As you can see, T3 levels are directly correlative to GH gene transcription. The scientists who conducted the study which provided the graph above concluded that the amount of T3 present is a regulatory factor on how much GH gene transcription actually occurs. And gene transcription is what actually gives us the effects from GH. This last fact really seems to shed some light on why we need T3 levels to be supraphysiological if we’re going to be using supraphysiological levels of GH, right? Otherwise, the GH we’re using is going to be limited by the amount of T3 our body produces. However, since we’re taking GH, and it is converting more T4 into T3, T4 levels are lowered substantially, and this is the problem with GH. and may actually be THE limiting factor on GH…if we assume that at least some of GH’s effects are enhanced by thyroid hormone, and specifically T3, then what we are looking at is the GH that has been injected is being limited by a lack of T3. But that doesn’t make sense, because if we use T3 + GH, we get a decrease in the anabolic effect of GH.

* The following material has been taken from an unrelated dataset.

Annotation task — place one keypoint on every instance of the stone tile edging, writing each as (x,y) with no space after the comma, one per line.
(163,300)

This is where Mr. Daemon, who had contacted me via an e-mail to my publisher, about Thyroid + GH interaction, was able to shed some light on things. You see, I knew that it couldn’t just be the actual presence of enough T3 along with the GH that was limiting GH’s anabolic effect, because, simply adding T3 to a GH cycle will reduce the anabolic effect of the GH (12.).

Originally, he had said to me that T3 was synergistic with GH, wheras I said that T3 actually reduced the anabolic effects of GH- now I realize we were both correct. Logically this presents a bit of a problem, which I believe can be solved. This came from reading several studies provided to me by Dr.Daemon. the trend I was seeing was that even when Growth Hormone therapy was used, T3 levels needed to be elevated in order to treat several conditions caused by a lack of natural growth hormone. And even if the patient was on GH, T3 levels still needed to be elevated. And what I noticed was that those levels were elevated successfully by using supplemental T4 but not T3.